Our tailgate site, just before the sun came up.

Our tailgating neighbors in the early morning.

Most of the other people arrived between 8 am and 10 am. By the time the parade started passing by around 10:20 am, we had a full house. We spent the next several hours eating, drinking and, as they say in the South, “visiting.”

Some people actually watched...

... the parade.

We had a diverse group, ranging from Mrs. Poolman’s co-workers, to my children’s friends and various other friends and neighbors.

As always, “Mrs. Poolman’s Personal Pick-Up Porta Potty” was a tremendous hit.

Mrs. Poolman's Personal Pick-Up Porta-Potty 2011

In fact, it was a little too much of a hit. Some of our friends had a separate tailgate party set up for their family in the same square. They made a contribution towards the porta-potty fund for their group of — they said — around six people. Actually that group of six was closer to sixty. Oops! The result was sometimes the lines at our porta-potty were longer than those at the public stalls. Poolboy became annoyed when one of their guests challenged his right to use the potty. “Hey, this is MY mother’s potty!” (Aren’t those words t0 make a parent fell proud?)  Next year, they say, they will get their own. That’s a good idea.

Erin go braugh, y’all!

Prepping for St Patrick’s Day

It’s been a busy week, and it’s just getting busier.

Tomorrow, St. Patrick’s Day, is a major holiday here in Savannah. It is also one of the Poolman’s big social events. Since 2002, we have gone down to one of the downtown squares well before dawn and set up a tailgate party in one of the squares along the parade route. We plan to do the same tomorrow.

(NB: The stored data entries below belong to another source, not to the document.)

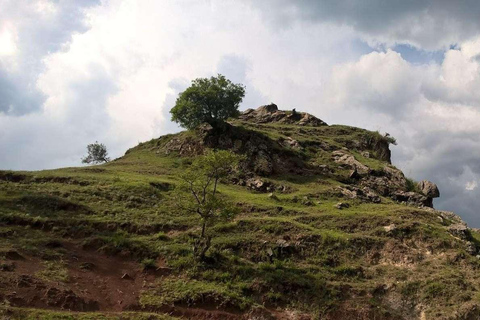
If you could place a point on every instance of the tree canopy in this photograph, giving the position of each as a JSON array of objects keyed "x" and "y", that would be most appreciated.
[
  {"x": 210, "y": 100},
  {"x": 97, "y": 153},
  {"x": 199, "y": 194}
]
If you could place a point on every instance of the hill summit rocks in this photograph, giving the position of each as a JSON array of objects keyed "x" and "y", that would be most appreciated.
[{"x": 303, "y": 145}]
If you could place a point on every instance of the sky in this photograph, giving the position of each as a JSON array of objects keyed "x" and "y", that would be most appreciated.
[{"x": 76, "y": 72}]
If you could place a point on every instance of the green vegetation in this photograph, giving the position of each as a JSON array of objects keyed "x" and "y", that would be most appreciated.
[
  {"x": 96, "y": 153},
  {"x": 294, "y": 251},
  {"x": 201, "y": 181}
]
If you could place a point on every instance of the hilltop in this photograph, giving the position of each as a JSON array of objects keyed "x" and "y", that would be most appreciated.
[{"x": 328, "y": 228}]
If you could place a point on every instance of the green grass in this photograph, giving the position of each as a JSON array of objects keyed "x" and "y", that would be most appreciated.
[{"x": 279, "y": 252}]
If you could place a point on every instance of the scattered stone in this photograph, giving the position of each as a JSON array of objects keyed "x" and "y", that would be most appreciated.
[
  {"x": 306, "y": 201},
  {"x": 390, "y": 228},
  {"x": 259, "y": 313},
  {"x": 364, "y": 194},
  {"x": 273, "y": 196},
  {"x": 342, "y": 205},
  {"x": 412, "y": 199},
  {"x": 87, "y": 266},
  {"x": 460, "y": 231},
  {"x": 354, "y": 175},
  {"x": 270, "y": 113},
  {"x": 429, "y": 189},
  {"x": 8, "y": 267},
  {"x": 345, "y": 158},
  {"x": 126, "y": 276},
  {"x": 13, "y": 255}
]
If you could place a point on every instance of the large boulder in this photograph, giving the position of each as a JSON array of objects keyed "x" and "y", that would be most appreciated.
[
  {"x": 412, "y": 199},
  {"x": 429, "y": 189}
]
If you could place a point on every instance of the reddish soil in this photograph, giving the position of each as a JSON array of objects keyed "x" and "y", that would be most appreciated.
[{"x": 96, "y": 282}]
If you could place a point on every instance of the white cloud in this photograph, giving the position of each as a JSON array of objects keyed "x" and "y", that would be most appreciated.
[
  {"x": 471, "y": 185},
  {"x": 111, "y": 71}
]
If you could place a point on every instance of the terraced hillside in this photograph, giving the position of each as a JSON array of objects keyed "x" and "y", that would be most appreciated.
[{"x": 328, "y": 229}]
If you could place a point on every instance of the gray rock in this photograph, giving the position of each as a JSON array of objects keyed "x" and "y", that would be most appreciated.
[
  {"x": 343, "y": 157},
  {"x": 342, "y": 205},
  {"x": 429, "y": 189},
  {"x": 459, "y": 230}
]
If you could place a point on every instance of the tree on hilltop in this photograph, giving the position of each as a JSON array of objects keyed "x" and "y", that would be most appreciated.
[
  {"x": 96, "y": 153},
  {"x": 212, "y": 100}
]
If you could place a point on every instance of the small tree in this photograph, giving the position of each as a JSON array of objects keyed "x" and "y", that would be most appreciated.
[
  {"x": 208, "y": 100},
  {"x": 200, "y": 194},
  {"x": 97, "y": 153}
]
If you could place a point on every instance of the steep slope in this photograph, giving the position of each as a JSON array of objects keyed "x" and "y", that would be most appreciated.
[{"x": 328, "y": 229}]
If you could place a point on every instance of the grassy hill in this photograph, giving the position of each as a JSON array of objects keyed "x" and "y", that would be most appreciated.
[{"x": 313, "y": 240}]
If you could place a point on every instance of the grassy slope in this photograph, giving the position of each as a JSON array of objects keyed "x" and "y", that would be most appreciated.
[{"x": 334, "y": 259}]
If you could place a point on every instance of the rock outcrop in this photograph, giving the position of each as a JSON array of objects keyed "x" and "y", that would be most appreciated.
[
  {"x": 429, "y": 189},
  {"x": 270, "y": 113}
]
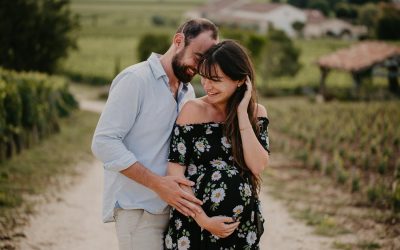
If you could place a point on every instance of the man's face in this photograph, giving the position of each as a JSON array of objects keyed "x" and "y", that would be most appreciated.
[{"x": 184, "y": 63}]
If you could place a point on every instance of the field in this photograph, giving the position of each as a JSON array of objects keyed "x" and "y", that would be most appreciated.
[{"x": 110, "y": 31}]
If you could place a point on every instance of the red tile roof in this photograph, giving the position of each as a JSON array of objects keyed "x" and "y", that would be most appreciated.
[{"x": 359, "y": 56}]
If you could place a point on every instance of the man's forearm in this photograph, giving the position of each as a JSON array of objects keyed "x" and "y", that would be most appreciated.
[{"x": 142, "y": 175}]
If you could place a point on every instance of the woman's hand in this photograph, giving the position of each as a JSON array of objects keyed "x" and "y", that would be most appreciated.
[
  {"x": 221, "y": 226},
  {"x": 247, "y": 96}
]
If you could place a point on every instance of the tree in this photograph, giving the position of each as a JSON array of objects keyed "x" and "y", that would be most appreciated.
[
  {"x": 388, "y": 24},
  {"x": 368, "y": 16},
  {"x": 298, "y": 27},
  {"x": 346, "y": 11},
  {"x": 34, "y": 35},
  {"x": 148, "y": 43}
]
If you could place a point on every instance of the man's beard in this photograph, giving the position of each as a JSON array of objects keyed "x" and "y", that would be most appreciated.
[{"x": 179, "y": 69}]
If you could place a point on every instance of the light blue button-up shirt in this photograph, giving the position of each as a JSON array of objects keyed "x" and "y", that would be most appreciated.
[{"x": 136, "y": 125}]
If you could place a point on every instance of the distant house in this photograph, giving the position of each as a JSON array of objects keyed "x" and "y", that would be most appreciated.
[
  {"x": 333, "y": 28},
  {"x": 257, "y": 16},
  {"x": 261, "y": 16},
  {"x": 363, "y": 58}
]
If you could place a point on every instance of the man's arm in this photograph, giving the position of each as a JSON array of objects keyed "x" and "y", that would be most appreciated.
[{"x": 167, "y": 187}]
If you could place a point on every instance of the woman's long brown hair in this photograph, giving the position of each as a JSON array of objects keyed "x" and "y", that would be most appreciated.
[{"x": 233, "y": 60}]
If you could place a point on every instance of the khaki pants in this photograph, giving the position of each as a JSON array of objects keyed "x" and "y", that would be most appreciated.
[{"x": 138, "y": 229}]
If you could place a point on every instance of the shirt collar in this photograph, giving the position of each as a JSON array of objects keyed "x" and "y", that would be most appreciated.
[
  {"x": 158, "y": 70},
  {"x": 155, "y": 65}
]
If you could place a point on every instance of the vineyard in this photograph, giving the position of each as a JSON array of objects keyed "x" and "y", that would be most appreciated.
[
  {"x": 30, "y": 105},
  {"x": 356, "y": 144}
]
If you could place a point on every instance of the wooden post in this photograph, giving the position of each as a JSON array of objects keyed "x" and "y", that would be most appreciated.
[
  {"x": 324, "y": 74},
  {"x": 392, "y": 78}
]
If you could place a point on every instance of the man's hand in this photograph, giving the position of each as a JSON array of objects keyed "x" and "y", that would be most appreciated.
[
  {"x": 169, "y": 190},
  {"x": 221, "y": 226}
]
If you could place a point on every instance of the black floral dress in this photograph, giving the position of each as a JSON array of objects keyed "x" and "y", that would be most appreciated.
[{"x": 207, "y": 155}]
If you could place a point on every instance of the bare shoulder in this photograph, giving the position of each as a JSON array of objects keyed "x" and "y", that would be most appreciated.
[
  {"x": 191, "y": 112},
  {"x": 261, "y": 111}
]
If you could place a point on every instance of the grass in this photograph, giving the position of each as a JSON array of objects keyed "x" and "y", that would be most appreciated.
[{"x": 35, "y": 171}]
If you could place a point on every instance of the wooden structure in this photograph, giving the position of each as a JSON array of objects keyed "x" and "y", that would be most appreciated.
[{"x": 360, "y": 59}]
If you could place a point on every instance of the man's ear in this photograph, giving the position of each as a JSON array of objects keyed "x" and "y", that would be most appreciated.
[{"x": 179, "y": 40}]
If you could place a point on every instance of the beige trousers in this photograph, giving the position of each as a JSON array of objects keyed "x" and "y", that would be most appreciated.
[{"x": 138, "y": 229}]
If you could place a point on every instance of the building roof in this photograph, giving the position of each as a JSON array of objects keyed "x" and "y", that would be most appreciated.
[
  {"x": 260, "y": 7},
  {"x": 314, "y": 16},
  {"x": 359, "y": 56}
]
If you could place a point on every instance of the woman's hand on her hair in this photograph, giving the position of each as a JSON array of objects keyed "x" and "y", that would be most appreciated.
[{"x": 247, "y": 96}]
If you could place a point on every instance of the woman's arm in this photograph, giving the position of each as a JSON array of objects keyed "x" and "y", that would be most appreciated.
[{"x": 255, "y": 155}]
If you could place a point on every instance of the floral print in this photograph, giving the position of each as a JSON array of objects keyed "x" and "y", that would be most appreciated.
[{"x": 207, "y": 155}]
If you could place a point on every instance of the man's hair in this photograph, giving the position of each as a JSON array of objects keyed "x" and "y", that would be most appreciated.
[{"x": 194, "y": 27}]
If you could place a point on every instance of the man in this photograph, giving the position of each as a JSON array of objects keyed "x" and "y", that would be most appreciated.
[{"x": 132, "y": 139}]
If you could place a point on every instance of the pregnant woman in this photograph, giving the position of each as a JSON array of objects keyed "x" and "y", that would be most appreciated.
[{"x": 220, "y": 142}]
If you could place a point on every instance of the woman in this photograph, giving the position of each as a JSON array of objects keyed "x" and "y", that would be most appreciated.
[{"x": 220, "y": 142}]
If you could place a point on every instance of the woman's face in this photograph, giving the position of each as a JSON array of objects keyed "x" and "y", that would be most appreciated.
[{"x": 220, "y": 89}]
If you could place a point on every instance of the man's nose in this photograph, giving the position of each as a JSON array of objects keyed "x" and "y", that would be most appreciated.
[{"x": 206, "y": 84}]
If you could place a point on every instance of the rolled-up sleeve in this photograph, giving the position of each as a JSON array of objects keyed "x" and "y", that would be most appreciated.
[{"x": 116, "y": 120}]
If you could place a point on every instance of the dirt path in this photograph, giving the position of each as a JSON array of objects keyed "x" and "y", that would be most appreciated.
[{"x": 74, "y": 221}]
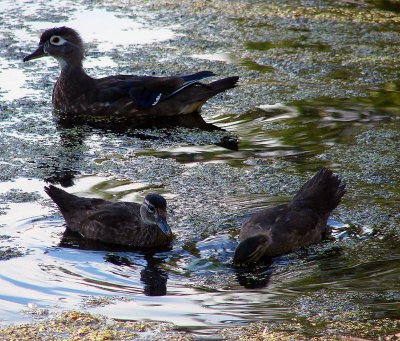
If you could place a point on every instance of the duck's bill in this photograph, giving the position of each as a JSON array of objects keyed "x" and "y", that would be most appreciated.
[
  {"x": 163, "y": 226},
  {"x": 36, "y": 54}
]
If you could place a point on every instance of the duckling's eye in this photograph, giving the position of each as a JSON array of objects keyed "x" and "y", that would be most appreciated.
[{"x": 57, "y": 40}]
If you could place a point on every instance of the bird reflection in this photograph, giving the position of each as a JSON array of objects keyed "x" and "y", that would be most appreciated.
[
  {"x": 153, "y": 277},
  {"x": 255, "y": 278}
]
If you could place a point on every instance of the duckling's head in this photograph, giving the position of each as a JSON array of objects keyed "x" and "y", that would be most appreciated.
[{"x": 62, "y": 43}]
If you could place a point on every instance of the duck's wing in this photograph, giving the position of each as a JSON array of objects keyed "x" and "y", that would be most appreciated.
[
  {"x": 117, "y": 223},
  {"x": 144, "y": 91}
]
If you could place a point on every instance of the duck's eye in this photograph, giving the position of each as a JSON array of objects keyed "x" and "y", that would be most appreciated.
[{"x": 57, "y": 40}]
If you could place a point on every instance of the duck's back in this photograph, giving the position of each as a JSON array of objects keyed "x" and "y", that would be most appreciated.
[
  {"x": 105, "y": 221},
  {"x": 289, "y": 228}
]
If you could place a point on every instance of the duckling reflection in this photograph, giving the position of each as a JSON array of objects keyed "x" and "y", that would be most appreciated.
[{"x": 152, "y": 275}]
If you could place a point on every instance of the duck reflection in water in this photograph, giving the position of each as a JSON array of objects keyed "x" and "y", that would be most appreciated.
[{"x": 152, "y": 275}]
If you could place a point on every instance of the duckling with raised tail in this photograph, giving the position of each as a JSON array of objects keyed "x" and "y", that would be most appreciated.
[
  {"x": 285, "y": 228},
  {"x": 136, "y": 100},
  {"x": 122, "y": 223}
]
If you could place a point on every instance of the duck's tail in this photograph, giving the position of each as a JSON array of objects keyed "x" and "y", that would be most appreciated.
[
  {"x": 64, "y": 200},
  {"x": 322, "y": 192},
  {"x": 251, "y": 250}
]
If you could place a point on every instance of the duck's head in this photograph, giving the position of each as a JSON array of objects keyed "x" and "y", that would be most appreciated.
[
  {"x": 62, "y": 43},
  {"x": 153, "y": 211}
]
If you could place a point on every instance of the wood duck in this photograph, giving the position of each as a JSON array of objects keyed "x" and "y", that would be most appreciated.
[
  {"x": 128, "y": 98},
  {"x": 285, "y": 228},
  {"x": 123, "y": 223}
]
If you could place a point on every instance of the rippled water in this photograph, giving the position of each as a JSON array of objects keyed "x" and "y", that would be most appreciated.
[{"x": 192, "y": 284}]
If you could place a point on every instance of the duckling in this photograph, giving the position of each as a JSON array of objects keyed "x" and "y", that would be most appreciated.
[
  {"x": 285, "y": 228},
  {"x": 123, "y": 223}
]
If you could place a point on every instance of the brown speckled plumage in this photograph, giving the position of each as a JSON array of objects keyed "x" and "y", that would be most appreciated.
[
  {"x": 136, "y": 100},
  {"x": 115, "y": 222},
  {"x": 284, "y": 228}
]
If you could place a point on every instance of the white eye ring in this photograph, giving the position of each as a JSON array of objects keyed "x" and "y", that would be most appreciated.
[{"x": 57, "y": 40}]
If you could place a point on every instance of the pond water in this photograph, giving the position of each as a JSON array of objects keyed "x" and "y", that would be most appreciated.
[{"x": 210, "y": 189}]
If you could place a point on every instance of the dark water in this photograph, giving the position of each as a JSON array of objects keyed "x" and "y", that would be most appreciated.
[{"x": 192, "y": 284}]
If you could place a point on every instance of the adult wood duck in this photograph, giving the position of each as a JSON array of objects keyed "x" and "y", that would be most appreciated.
[
  {"x": 137, "y": 100},
  {"x": 122, "y": 223},
  {"x": 284, "y": 228}
]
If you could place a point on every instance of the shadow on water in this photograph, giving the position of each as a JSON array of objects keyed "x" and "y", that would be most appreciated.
[{"x": 299, "y": 129}]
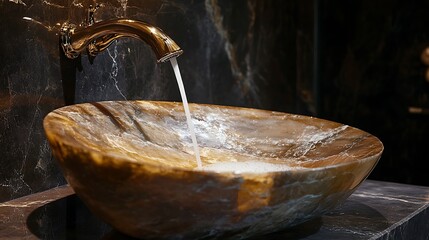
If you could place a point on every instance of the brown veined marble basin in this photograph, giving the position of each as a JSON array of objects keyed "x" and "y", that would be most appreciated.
[{"x": 133, "y": 165}]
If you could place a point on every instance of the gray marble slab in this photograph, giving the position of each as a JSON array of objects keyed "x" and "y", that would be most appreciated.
[{"x": 377, "y": 210}]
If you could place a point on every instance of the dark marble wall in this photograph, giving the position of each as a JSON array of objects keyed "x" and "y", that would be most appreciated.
[
  {"x": 355, "y": 62},
  {"x": 240, "y": 53}
]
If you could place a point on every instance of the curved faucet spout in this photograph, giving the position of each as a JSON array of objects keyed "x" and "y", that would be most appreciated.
[{"x": 100, "y": 35}]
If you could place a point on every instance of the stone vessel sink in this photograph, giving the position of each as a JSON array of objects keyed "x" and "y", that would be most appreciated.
[{"x": 133, "y": 165}]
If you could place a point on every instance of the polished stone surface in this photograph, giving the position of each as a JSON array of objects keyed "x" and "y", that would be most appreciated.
[
  {"x": 376, "y": 210},
  {"x": 132, "y": 163}
]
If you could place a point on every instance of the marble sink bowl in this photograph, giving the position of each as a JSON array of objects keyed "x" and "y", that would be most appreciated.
[{"x": 133, "y": 165}]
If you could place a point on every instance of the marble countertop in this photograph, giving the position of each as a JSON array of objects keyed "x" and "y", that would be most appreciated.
[{"x": 377, "y": 210}]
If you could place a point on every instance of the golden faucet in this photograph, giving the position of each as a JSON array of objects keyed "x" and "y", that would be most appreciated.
[{"x": 98, "y": 36}]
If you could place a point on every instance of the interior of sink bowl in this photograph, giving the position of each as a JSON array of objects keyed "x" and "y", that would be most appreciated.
[
  {"x": 133, "y": 164},
  {"x": 157, "y": 133}
]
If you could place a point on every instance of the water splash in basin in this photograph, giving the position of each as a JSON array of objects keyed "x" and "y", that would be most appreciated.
[
  {"x": 187, "y": 111},
  {"x": 133, "y": 162}
]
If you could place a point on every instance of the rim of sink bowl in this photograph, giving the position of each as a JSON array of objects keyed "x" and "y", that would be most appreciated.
[{"x": 164, "y": 168}]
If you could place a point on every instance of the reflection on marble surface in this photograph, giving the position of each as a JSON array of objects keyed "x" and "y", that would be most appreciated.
[
  {"x": 132, "y": 163},
  {"x": 377, "y": 210}
]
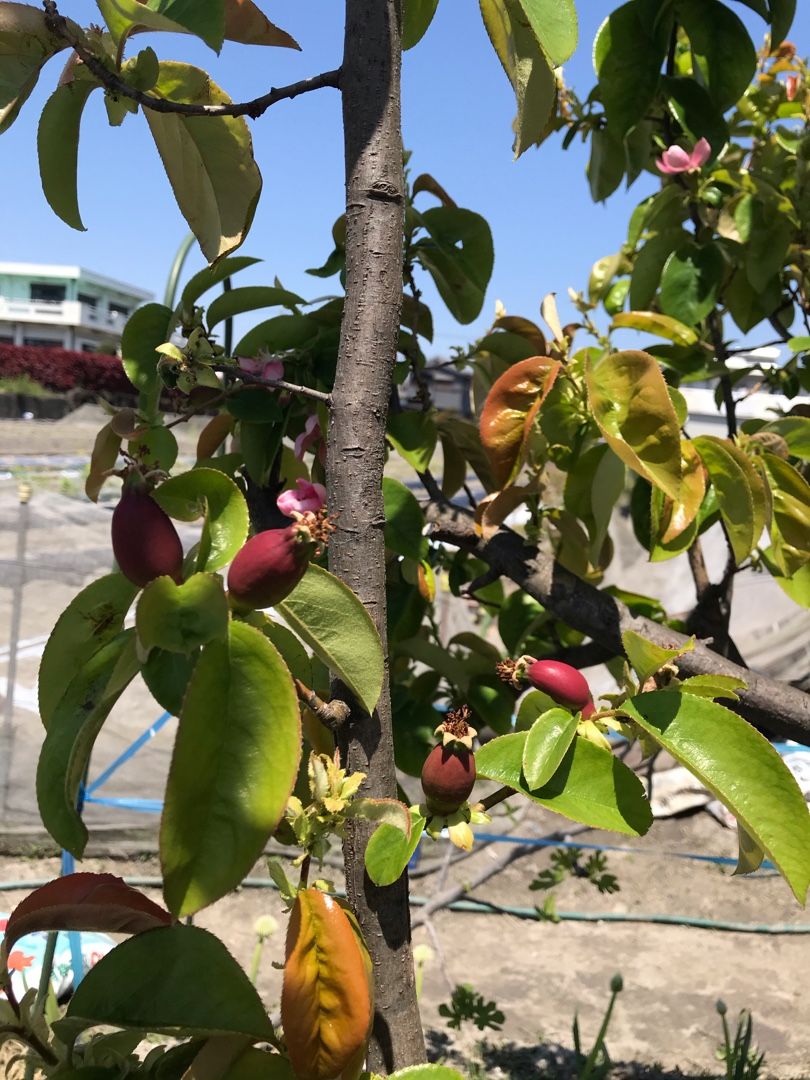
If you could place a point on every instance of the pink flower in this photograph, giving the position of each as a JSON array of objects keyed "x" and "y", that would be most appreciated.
[
  {"x": 676, "y": 160},
  {"x": 309, "y": 436},
  {"x": 262, "y": 365},
  {"x": 309, "y": 497}
]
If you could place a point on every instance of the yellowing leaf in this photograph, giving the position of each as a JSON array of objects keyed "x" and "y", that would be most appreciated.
[
  {"x": 326, "y": 1006},
  {"x": 510, "y": 410},
  {"x": 208, "y": 161},
  {"x": 634, "y": 412}
]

The day will start around 3:45 am when the alarm goes off. We will need to be downtown by around 5:30 am. The police and park service keep everyone out of the squares until 6 am. Then they blow a whistle and the stampede to get to the choice spots starts. Initially, we were in Chippewa Square (where bus-bench scenes from the movie Forest Gump were filmed). However, it just got to be too much of a madhouse, especially after the parade. We moved a few blocks away to a square very early on the parade route. There are still plenty of people, but it’s not crazy.

Mrs. Poolman and I will set up our canopy, tables and chairs and await the sunrise and our guests.

Our site in Chippewa Square before the parade 2008.

A couple of years ago, Mrs. P became disgusted with the condition of the public porta-potties that are placed around the historic district. She came up with Mrs. Poolman’s Personal Pick-Up Porta-Potty. She rents a port-potty and has it placed in the back of a pick up truck.

Mrs. Poolman's Personal Pick Up Porta-Potty

We park it on the street near our square and it remains a fairly clean source of relief for our family and friends. Mrs. P is famous and well appreciated in our limited circle for this concept.

The parade will run from a little after 10 am until around 1:00 or 1:30 pm.

Watching the parade in 2008.

We hang out and socialize for awhile, but we are usually home and recovering by around 3 or 3:30 pm.

All told, it is a good day. We see a bunch of friends and neighbors who stop by for either a short visit or the entire day. Our two grown children are usually part of the crowd (if they are not working) with some of their friends.

It should be fun. I’ll report on the outcome later.